We next performed directed differentiation of ACTC1-iCasp9 hPSCs to generate SMPCs for engraftment. We used Pax7-ablated mdx-D2 NSG Pax7-DTX mice as these mice readily enable human-only myofibre formation. Two weeks following engraftment, mice were treated with AP1903 (10 μM in 100 μl saline) or control (0.1% dimethyl sulfoxide in saline) every two weeks for 90 days. Similar to previous results, in non-treated mice we found hundreds of hPSC myofibres that were able to engraft over approximately 6 mm3 of mouse TA, and we counted up to 90 PAX7+ hPSC SMPCs associated with hPSC myofibres within a 1.5-mm2 region of tissue (Fig. 7b and Extended Data Fig. 9a). AP1903 treatment induced a ∼90% reduction in hPSC myofibres, as we found fewer than 20 myofibres per cross section in treated mice. Remarkably the apoptosis of ACTC1+ myofibres resulted in an almost complete elimination of PAX7 cells in the AP1903-treated mice. We counted a total of 269 human PAX7 cells in five regions of control mice and only 5 PAX7 cells within the same engrafted regions of AP1903-treated mice (Fig. 7b,c). However, in the AP1903-treated groups there were hundreds of remaining lamin AC+ cells that were neither myofibres nor PAX7+.
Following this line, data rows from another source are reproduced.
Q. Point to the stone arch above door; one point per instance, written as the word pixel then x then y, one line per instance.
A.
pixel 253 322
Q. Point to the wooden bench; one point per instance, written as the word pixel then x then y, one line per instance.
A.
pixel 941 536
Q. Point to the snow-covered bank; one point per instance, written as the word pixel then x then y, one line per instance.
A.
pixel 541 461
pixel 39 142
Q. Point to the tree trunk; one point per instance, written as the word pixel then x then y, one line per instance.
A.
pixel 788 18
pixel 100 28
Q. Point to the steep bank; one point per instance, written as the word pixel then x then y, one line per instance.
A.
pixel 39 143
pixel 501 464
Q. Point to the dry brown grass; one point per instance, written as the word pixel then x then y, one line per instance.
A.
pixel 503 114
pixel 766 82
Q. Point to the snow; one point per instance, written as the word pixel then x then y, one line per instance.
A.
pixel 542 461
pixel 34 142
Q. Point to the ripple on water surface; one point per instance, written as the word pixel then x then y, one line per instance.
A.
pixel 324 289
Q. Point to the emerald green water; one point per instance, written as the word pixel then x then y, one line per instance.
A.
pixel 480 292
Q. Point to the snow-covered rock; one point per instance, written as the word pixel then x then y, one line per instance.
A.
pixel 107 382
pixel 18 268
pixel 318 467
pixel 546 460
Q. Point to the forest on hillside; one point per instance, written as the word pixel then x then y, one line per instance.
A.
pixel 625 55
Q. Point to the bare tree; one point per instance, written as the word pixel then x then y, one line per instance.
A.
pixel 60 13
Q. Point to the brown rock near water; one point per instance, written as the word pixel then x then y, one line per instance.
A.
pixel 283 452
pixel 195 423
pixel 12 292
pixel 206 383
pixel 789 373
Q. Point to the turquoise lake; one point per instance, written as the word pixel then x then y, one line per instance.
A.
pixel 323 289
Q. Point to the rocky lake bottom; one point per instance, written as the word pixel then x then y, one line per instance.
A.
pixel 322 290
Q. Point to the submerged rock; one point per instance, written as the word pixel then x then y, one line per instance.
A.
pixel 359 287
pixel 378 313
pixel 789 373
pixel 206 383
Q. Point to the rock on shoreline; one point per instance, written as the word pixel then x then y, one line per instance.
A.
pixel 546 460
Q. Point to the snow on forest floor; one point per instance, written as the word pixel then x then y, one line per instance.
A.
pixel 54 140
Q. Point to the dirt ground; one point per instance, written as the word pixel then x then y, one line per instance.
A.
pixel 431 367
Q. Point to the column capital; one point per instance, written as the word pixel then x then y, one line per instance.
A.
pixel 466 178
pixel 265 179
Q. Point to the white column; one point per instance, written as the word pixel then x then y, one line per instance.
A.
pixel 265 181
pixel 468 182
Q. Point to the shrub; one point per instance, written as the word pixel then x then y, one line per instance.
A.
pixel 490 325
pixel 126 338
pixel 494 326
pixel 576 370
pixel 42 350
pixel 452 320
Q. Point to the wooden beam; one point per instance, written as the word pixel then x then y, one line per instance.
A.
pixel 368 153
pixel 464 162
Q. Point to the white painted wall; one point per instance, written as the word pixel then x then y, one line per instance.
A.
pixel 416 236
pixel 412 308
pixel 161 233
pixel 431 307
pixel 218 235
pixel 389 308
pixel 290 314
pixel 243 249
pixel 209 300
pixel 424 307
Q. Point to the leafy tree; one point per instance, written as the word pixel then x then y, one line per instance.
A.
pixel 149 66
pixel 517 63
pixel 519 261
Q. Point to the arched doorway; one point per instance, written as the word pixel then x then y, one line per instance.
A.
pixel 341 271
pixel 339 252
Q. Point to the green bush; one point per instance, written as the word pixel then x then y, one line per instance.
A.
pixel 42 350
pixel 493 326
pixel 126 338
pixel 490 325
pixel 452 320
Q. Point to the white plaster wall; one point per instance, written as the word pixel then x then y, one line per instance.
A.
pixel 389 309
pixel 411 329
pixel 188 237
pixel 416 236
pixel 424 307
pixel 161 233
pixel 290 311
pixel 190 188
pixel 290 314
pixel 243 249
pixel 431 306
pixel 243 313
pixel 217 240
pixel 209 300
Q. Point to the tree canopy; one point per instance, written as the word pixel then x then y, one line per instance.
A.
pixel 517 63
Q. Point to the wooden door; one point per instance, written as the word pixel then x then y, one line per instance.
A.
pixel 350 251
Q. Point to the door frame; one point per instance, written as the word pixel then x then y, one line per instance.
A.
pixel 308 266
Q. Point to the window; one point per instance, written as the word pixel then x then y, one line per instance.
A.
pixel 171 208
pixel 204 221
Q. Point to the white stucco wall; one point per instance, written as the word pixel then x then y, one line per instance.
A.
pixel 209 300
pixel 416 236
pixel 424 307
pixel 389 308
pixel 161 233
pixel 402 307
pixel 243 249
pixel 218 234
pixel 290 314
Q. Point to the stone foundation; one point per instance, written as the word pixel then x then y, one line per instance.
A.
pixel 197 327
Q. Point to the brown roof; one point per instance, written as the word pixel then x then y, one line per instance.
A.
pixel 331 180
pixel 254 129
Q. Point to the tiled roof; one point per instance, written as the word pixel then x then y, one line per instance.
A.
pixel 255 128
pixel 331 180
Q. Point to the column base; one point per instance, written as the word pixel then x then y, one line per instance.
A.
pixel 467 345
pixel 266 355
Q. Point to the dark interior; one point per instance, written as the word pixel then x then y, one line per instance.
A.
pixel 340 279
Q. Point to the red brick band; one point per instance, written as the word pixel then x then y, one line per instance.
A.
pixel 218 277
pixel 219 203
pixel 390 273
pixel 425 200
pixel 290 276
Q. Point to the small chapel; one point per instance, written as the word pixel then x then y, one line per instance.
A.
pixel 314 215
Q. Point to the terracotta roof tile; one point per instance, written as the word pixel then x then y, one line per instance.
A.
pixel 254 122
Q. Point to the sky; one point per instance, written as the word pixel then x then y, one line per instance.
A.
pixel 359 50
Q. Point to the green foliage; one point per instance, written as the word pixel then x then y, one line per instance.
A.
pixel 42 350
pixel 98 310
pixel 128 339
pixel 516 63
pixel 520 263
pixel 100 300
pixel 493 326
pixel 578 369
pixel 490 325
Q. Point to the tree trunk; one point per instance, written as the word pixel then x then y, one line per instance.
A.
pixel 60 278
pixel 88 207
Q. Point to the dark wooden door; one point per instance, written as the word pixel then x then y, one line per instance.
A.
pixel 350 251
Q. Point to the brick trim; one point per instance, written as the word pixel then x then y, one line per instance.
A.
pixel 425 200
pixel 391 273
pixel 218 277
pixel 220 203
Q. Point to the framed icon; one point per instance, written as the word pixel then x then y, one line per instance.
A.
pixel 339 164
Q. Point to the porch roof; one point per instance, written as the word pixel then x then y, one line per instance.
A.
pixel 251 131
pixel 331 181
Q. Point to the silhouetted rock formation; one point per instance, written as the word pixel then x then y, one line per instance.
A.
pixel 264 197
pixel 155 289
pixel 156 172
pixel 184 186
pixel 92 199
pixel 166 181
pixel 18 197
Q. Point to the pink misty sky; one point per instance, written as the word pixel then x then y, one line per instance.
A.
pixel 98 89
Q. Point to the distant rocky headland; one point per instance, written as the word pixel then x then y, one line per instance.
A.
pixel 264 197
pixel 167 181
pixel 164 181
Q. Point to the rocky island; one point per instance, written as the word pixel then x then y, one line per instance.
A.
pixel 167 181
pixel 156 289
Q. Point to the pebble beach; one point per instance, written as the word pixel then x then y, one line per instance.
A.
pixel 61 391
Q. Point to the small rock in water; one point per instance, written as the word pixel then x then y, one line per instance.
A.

We further validated the iCasp9 system using GeoMx spatial sequencing on engrafted hPSC muscle cells with and without AP1903 treatment (ROI, N = 59). Spatial analysis showed an abundance of cell death-related pathways including several upregulated caspase genes in the AP1903-treated muscles but not in control muscles (Fig. 7c,d and Supplementary Table 6). We compared the remaining hPSC lamin AC+ cells (called hPSC PAX7−) with hPSC PAX7+ cells, and these expressed genes enriched in non-stem cell or non-myogenic related cell fate change including POSTN, CDH11 and PDGFRA, suggesting that in the absence of human myofibres these cells change fate to other mesoderm lineages, whereas the PAX7+ cells expressed key stem cell genes such as ITGA7, NOTCH3 and CDH15 (Extended Data Fig. 9 and Supplementary Table 7). To better define how the hPSC SMPCs are interacting with the emerging fibres we compared the PAX7 cells with the hPSC myofibres in vivo again using spatial RNA-seq. We also discovered that key stem cell signalling and adhesion pathways are turned on demonstrating maintenance of stem cell fate in this model when ACTC1-positive fibres are present, indicating support of human PAX7 cells by these emerging niches (Fig. 7d). To verify this, we performed CellChat analysis and found that hPSC myofibres send several signals through embryonic laminins and delta ligands (LAMA1 and DLK1) that are predicted to interact with receptors (NOTCH3, FGFR4, DAG1, ITGA7 and CD44) on the hPSC PAX7+ SMPCs (Fig. 7e and Supplementary Table 8). These identified key stemness pathways are turned on, which could be key to supporting hPSC PAX7 cells in emerging niches.